The authors of the study said it's the first comprehensive study of the levels of antibiotic resistance in E coli found in UK supermarket meat, and that the findings suggest some of the resistance to key antibiotics in human E coli infections is coming from farm animals. Trimethoprin is commonly used to mass medicate farm animals via feed and water. Cephalosprins and gentamicin, while not licensed for use in farm animals in the United Kingdom, are commonly used off-label to treat animal infections when no suitable antibiotics are available.
Sep 5 Alliance to Save Our Antibiotics/Cambridge University study

 

WHO: Asian nations see drop in malaria, but artemisinin resistance a concern

A new report from the World Health Organization (WHO) says that the six countries of the Greater Mekong subregion—China, Vietnam, Cambodia, Laos, Myanmar, and Thailand—cut their malaria incidence by 54%, and saw an 84% drop in malaria deaths, from 2012 to 2015.

Myanmar achieved the greatest reduction (62%) in malaria cases, followed by Vietnam (52%). Significant declines were also recorded in Thailand (24%) and Cambodia (18%), while Laos and China's Yunnan Province saw spikes in cases and deaths.

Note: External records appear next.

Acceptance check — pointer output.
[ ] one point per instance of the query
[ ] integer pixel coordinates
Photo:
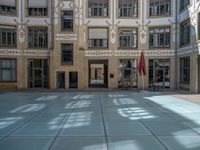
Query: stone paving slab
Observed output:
(98, 121)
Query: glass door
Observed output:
(38, 73)
(127, 74)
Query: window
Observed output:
(7, 37)
(160, 7)
(185, 33)
(98, 38)
(8, 7)
(7, 70)
(128, 38)
(184, 4)
(98, 8)
(67, 21)
(38, 37)
(159, 37)
(37, 8)
(128, 8)
(67, 54)
(185, 70)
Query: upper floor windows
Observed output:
(184, 4)
(159, 37)
(67, 21)
(98, 38)
(128, 8)
(38, 37)
(127, 38)
(160, 7)
(185, 33)
(98, 8)
(7, 37)
(8, 7)
(37, 7)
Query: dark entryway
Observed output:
(159, 73)
(38, 73)
(199, 74)
(98, 73)
(73, 79)
(60, 80)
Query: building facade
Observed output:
(64, 44)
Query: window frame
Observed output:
(128, 29)
(160, 14)
(98, 47)
(62, 21)
(160, 28)
(10, 69)
(32, 41)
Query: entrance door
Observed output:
(159, 73)
(199, 74)
(73, 79)
(127, 74)
(98, 73)
(60, 80)
(38, 73)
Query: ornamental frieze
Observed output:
(16, 52)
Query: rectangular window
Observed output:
(7, 70)
(159, 37)
(67, 21)
(128, 8)
(128, 38)
(7, 37)
(37, 7)
(185, 33)
(38, 37)
(8, 7)
(98, 38)
(67, 54)
(184, 4)
(98, 8)
(160, 7)
(185, 70)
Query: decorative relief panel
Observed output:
(128, 53)
(16, 52)
(71, 37)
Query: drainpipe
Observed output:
(176, 45)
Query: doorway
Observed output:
(38, 73)
(60, 80)
(73, 79)
(127, 73)
(98, 73)
(199, 74)
(159, 73)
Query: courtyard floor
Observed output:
(98, 121)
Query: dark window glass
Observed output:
(128, 8)
(98, 8)
(160, 7)
(7, 37)
(128, 38)
(38, 37)
(67, 21)
(159, 37)
(185, 33)
(7, 70)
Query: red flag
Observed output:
(142, 66)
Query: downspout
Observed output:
(176, 45)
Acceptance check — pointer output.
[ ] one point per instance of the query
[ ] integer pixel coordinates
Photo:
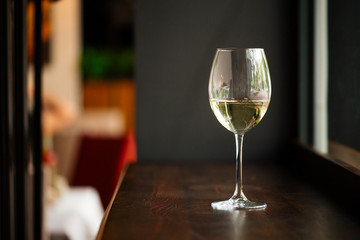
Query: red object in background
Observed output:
(100, 162)
(49, 158)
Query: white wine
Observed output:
(239, 115)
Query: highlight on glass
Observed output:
(239, 95)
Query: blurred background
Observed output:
(126, 81)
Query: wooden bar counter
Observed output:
(158, 201)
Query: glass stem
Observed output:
(238, 194)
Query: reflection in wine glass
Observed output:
(239, 95)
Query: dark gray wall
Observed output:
(175, 44)
(344, 72)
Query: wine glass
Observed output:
(239, 95)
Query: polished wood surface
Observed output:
(173, 202)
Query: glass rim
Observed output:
(237, 49)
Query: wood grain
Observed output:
(173, 202)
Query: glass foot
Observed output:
(236, 203)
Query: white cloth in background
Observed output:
(77, 214)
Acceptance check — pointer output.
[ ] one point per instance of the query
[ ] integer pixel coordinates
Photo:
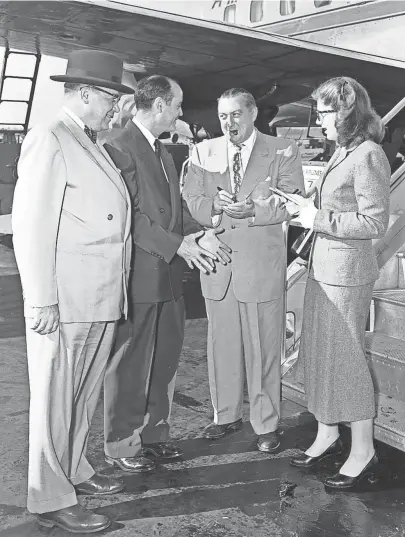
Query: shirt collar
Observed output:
(73, 116)
(146, 132)
(248, 144)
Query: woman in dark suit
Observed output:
(351, 208)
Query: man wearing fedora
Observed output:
(71, 223)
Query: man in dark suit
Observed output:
(140, 378)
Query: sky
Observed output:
(48, 94)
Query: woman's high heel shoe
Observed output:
(341, 481)
(305, 461)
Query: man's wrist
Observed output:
(215, 212)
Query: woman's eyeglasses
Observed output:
(320, 114)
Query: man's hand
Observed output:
(241, 209)
(209, 241)
(45, 320)
(221, 200)
(195, 255)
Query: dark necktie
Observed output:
(237, 168)
(158, 152)
(91, 134)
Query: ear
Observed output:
(254, 113)
(158, 104)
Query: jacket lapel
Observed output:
(95, 152)
(142, 146)
(259, 166)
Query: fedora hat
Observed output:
(95, 68)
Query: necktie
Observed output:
(237, 168)
(91, 134)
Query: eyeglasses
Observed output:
(320, 114)
(115, 97)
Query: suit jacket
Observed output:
(71, 224)
(160, 218)
(353, 201)
(258, 247)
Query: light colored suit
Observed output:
(244, 299)
(71, 223)
(353, 202)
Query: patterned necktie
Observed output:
(91, 134)
(237, 168)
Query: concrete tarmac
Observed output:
(223, 488)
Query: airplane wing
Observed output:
(206, 58)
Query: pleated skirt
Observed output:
(337, 379)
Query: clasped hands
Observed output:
(225, 202)
(203, 249)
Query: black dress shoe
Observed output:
(305, 461)
(213, 430)
(75, 519)
(132, 465)
(100, 485)
(269, 442)
(341, 481)
(162, 450)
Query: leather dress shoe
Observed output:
(341, 481)
(269, 442)
(305, 461)
(75, 519)
(100, 485)
(132, 465)
(214, 430)
(162, 450)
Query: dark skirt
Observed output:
(338, 382)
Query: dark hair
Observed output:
(356, 120)
(240, 92)
(72, 87)
(152, 87)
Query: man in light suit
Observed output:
(141, 374)
(228, 183)
(71, 222)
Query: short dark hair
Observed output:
(356, 120)
(152, 87)
(240, 92)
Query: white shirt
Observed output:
(151, 139)
(246, 151)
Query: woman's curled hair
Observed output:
(356, 120)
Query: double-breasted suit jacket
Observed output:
(353, 202)
(139, 382)
(71, 222)
(258, 248)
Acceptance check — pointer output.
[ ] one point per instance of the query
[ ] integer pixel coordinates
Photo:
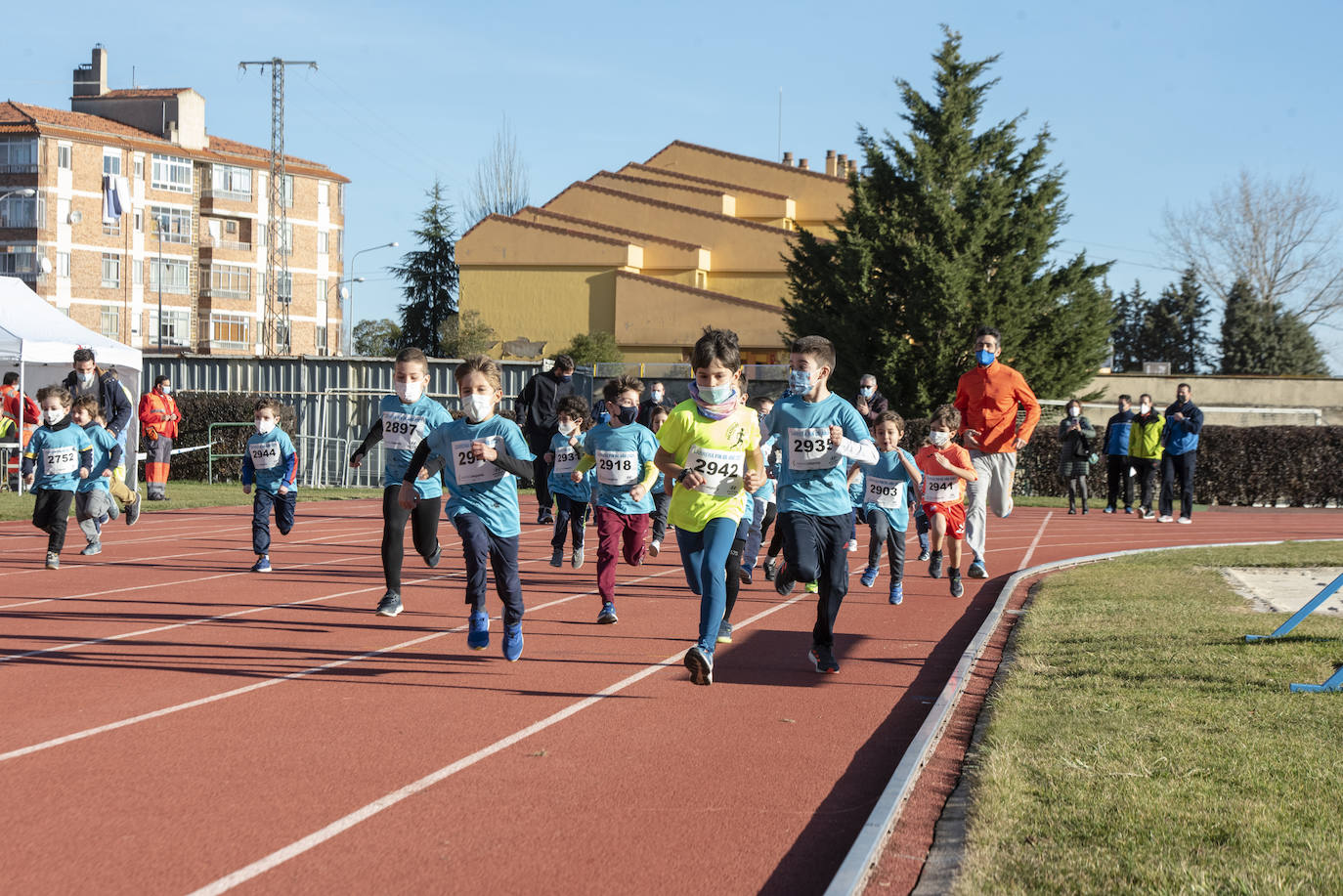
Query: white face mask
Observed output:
(477, 407)
(409, 393)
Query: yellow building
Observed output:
(652, 253)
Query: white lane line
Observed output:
(291, 676)
(365, 813)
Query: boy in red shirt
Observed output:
(945, 469)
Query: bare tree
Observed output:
(499, 186)
(1281, 238)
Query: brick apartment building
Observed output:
(152, 149)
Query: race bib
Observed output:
(566, 458)
(721, 470)
(471, 469)
(402, 432)
(61, 461)
(886, 493)
(810, 448)
(265, 454)
(618, 468)
(941, 490)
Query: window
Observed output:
(230, 182)
(178, 226)
(110, 321)
(176, 325)
(171, 172)
(230, 329)
(110, 271)
(175, 276)
(230, 281)
(18, 154)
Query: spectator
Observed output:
(657, 398)
(1145, 451)
(538, 411)
(1074, 452)
(1116, 457)
(871, 404)
(158, 418)
(988, 398)
(1180, 437)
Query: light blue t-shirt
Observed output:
(478, 487)
(270, 462)
(621, 454)
(58, 454)
(405, 426)
(103, 445)
(886, 488)
(566, 458)
(811, 472)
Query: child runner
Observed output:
(886, 501)
(622, 451)
(272, 462)
(57, 457)
(403, 421)
(661, 497)
(93, 500)
(485, 455)
(818, 432)
(571, 498)
(711, 448)
(945, 469)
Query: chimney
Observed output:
(92, 79)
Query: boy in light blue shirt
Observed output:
(270, 462)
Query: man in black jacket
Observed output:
(536, 414)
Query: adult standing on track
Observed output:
(988, 398)
(538, 408)
(1184, 423)
(158, 416)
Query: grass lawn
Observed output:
(1139, 746)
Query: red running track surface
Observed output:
(173, 723)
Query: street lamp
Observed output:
(349, 346)
(341, 296)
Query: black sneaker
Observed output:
(823, 659)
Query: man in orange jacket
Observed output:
(158, 416)
(988, 398)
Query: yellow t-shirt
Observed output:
(714, 448)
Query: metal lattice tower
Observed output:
(277, 335)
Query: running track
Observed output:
(175, 724)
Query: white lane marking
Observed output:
(365, 813)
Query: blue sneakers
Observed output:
(512, 641)
(478, 635)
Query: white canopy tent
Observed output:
(39, 341)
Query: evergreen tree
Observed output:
(428, 277)
(950, 230)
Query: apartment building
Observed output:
(128, 192)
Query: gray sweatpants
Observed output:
(993, 490)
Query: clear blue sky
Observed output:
(1149, 104)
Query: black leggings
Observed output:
(423, 519)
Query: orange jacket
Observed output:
(154, 410)
(987, 400)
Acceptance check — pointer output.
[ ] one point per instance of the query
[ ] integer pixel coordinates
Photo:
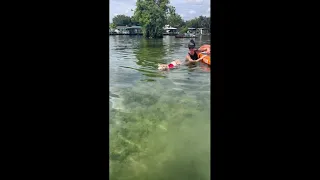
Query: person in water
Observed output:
(192, 56)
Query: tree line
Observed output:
(152, 15)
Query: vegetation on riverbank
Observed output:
(153, 15)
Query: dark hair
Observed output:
(191, 44)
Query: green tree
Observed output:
(152, 16)
(112, 25)
(174, 19)
(121, 20)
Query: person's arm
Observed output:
(188, 59)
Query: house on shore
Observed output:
(168, 30)
(192, 30)
(203, 31)
(135, 30)
(128, 30)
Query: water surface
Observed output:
(159, 121)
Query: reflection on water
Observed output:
(159, 121)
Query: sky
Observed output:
(187, 9)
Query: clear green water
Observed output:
(159, 121)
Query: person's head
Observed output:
(208, 51)
(162, 67)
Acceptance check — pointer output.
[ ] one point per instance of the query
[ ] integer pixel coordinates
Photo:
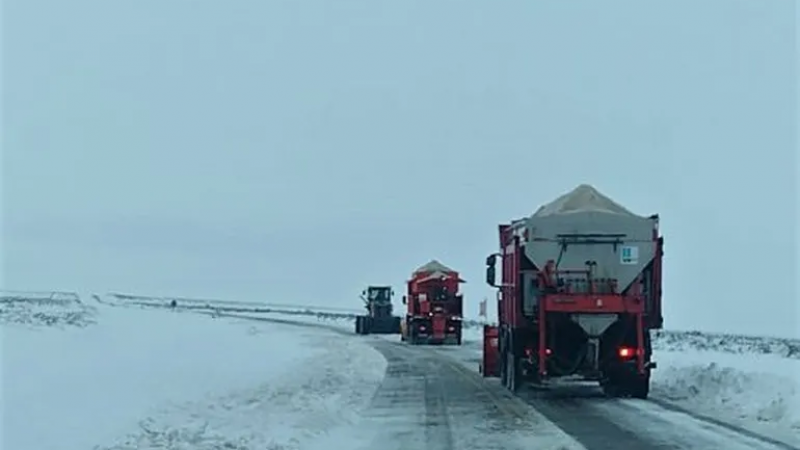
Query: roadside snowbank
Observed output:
(50, 309)
(757, 392)
(142, 378)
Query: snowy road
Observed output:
(601, 423)
(457, 409)
(191, 382)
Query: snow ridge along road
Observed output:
(429, 397)
(583, 418)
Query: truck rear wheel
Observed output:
(634, 385)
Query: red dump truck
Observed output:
(435, 306)
(580, 291)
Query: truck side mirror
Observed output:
(491, 271)
(491, 260)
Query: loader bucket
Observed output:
(489, 366)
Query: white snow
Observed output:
(137, 377)
(757, 392)
(152, 376)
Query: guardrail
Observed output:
(42, 297)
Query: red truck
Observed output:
(580, 291)
(435, 306)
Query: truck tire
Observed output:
(512, 367)
(640, 387)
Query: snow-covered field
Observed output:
(150, 379)
(88, 375)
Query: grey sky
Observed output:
(295, 151)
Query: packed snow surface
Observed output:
(151, 379)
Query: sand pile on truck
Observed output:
(580, 292)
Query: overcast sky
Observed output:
(296, 151)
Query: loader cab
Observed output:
(491, 270)
(379, 294)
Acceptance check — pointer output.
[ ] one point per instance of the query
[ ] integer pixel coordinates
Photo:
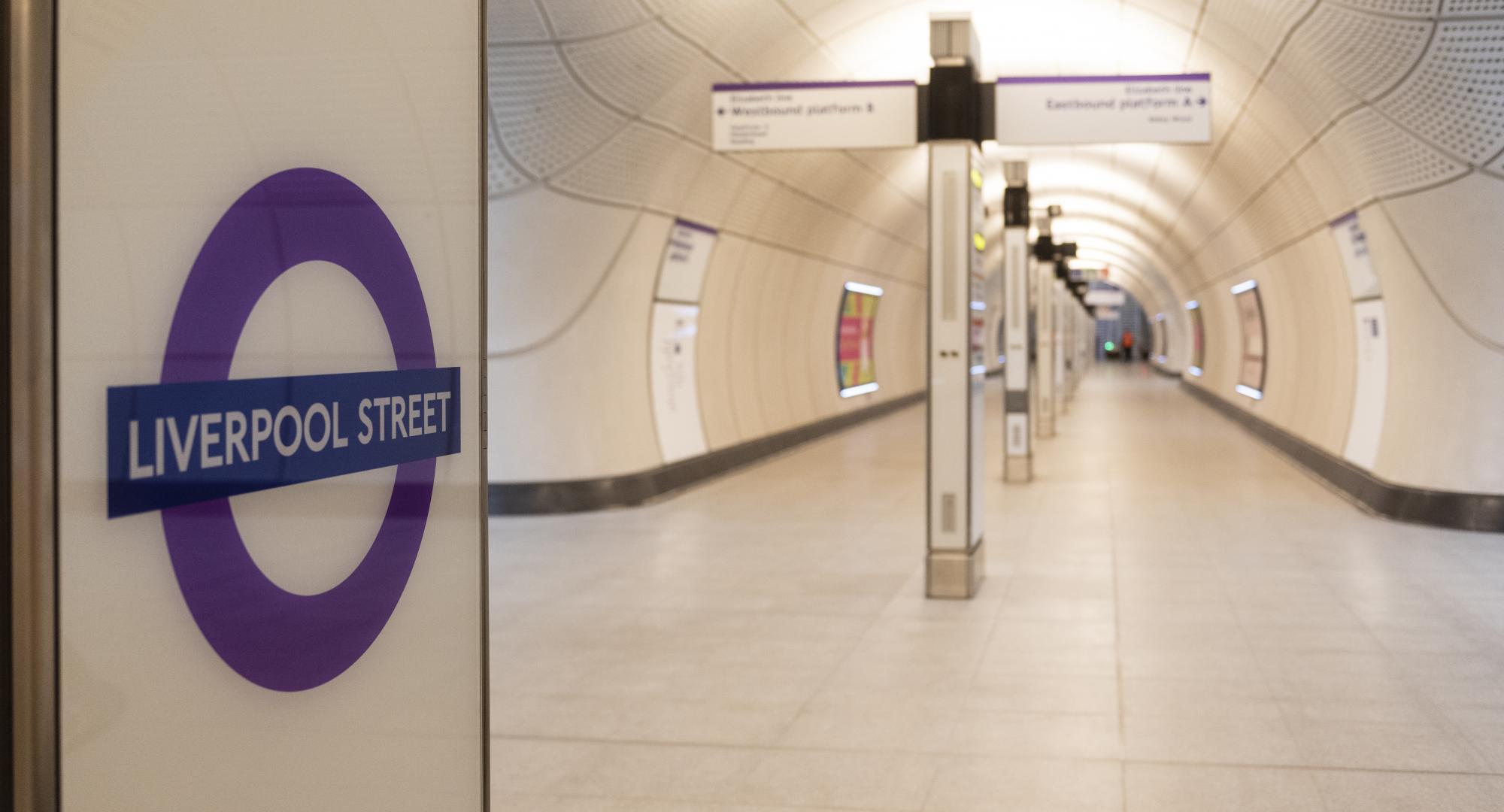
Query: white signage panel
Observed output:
(840, 115)
(1106, 298)
(271, 486)
(676, 390)
(1096, 111)
(1353, 244)
(685, 261)
(1371, 392)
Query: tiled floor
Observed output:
(1175, 620)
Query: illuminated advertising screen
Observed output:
(1251, 318)
(1198, 339)
(857, 369)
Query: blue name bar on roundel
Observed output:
(178, 444)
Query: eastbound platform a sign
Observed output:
(1096, 111)
(826, 115)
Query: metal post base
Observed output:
(953, 575)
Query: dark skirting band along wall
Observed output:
(635, 489)
(1442, 509)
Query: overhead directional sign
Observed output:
(826, 115)
(1106, 298)
(1094, 111)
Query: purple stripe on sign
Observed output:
(811, 85)
(1087, 80)
(696, 226)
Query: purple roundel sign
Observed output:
(274, 638)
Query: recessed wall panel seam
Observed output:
(553, 336)
(733, 232)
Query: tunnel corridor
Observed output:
(1175, 617)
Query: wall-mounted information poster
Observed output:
(857, 368)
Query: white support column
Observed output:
(957, 372)
(1063, 348)
(1017, 276)
(1045, 339)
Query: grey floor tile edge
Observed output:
(1439, 509)
(635, 489)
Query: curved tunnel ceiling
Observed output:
(1320, 108)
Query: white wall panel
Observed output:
(581, 405)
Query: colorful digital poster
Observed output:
(855, 357)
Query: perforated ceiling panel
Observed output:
(575, 19)
(1320, 106)
(1457, 95)
(544, 117)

The WHO attributes the declines to the targeted provision of core malaria tools to those populations that are most at risk for the disease. Those tools include long-lasting insecticide treated nets, rapid diagnostic tests, and artemisinin-based combination therapies (ACTs).

The good news comes despite the development and spread of resistance to artemisinin, the core compound of the best available antimalarial medicines. The WHO report say that artemisinin resistance in the Plasmodium falciparum parasite, which accounts for most malaria cases and deaths, has now been detected in Cambodia, Laos, Myanmar, Thailand and Vietnam.

As a result of this increasing resistance, the agency says it's focusing on protecting ACTs as the front-line treatment for P falciparum malaria. One of the ways countries can do this is by phasing out the use of artemisinin-based monotherapies, the WHO says.

In addition, the report says that affected countries are shifting their malaria strategy from containment to elimination.

In related news, the WHO's South-East Asia Regional Office (WHO SEARO) yesterday declared that Sri Lanka has been certified by the WHO as free of malaria.
September 2016 WHO Bulletin: "WHO's emergency response to artemisinin resistance"
Sep 5 WHO SEARO statement

 

Study notes high rates of ESBL E coli on Chinese swine farms

More than half of farm pigs and one in five workers on those farms harbor extended-spectrum beta-lactamase (ESBL)–producing Escherichia coli, according to a small study in the Journal of Food Protection.

Researchers obtained rectal swabs from 60 pigs on four pig-fattening farms in Shandong province in eastern China and from 40 workers on the farms. The same number of animal and human samples was taken on each farm. They then characterized ESBL-carrying E coli isolates by genotype, antibiotic susceptibility, and other factors.

The investigators found that 34 of 60 pigs (56.7%) and 8 of 40 farm workers (20%) tested positive for ESBL-producing E coli. And the swine isolates had the same genotypes, antibiotic resistance profiles, and other factors as the human isolates.

They concluded, "These findings were suggestive for transfer of ESBL-producing E. coli between animals and humans."